Lecture 6 (Combining Data)
Resources
You can find examples and motivation in the resources.
Summary
In this lecture, we are discussing joins. Joining tables allow us to combine different sources of data into a single dataframe. As a data scientist, you will this happens more often than not. As mentioned previously, data is never nice and in the form we want to work with, in most cases it is scattered over multiple data sources, for instance, databases, the internet, experimental data etc. Joining enables us to combine many datasets into a single one.
Joins
Join is the operation of combining different tables into a single table. There are many different types of joins that are relevant an each has the effect of mutating the table to increase or decrease the number of variables in the final table. The 4 most common merges we will encounter are left join
, right join
, inner join
and outer join
each serving a distinct rule for combining the tables.

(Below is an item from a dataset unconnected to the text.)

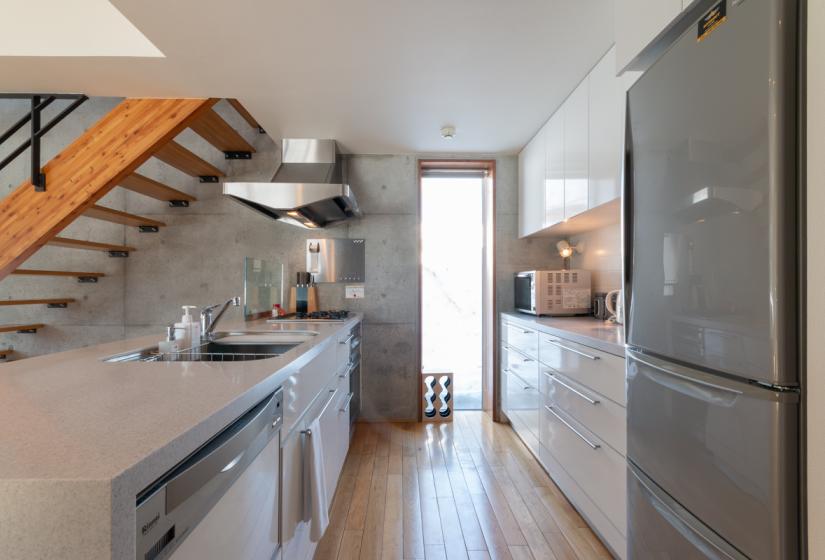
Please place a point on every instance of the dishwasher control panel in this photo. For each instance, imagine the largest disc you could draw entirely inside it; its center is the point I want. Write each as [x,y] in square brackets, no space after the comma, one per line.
[169,510]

The following image illustrates these operations.
Image from: https://www.alphacodingskills.com/sql/img/sql-join.PNG
Here, we are always working refereing to combining two tables. In the case where there are many more tables to be combined, we can split it up into combining two tables at a time.
The most common way to work is to iteratively expand a dataset by combining other datasets. That is why, we will work left join
a lot. Nevertheless, combining the other methods enable us to create more complex combinations of datasets.
Learning how to join tables naturally allows us to work with SQL type databases. Joins are essential, when working SQL, since storing data efficently involves splitting data up into different tables in a certain way. We will discuss more about this in the comming lecture.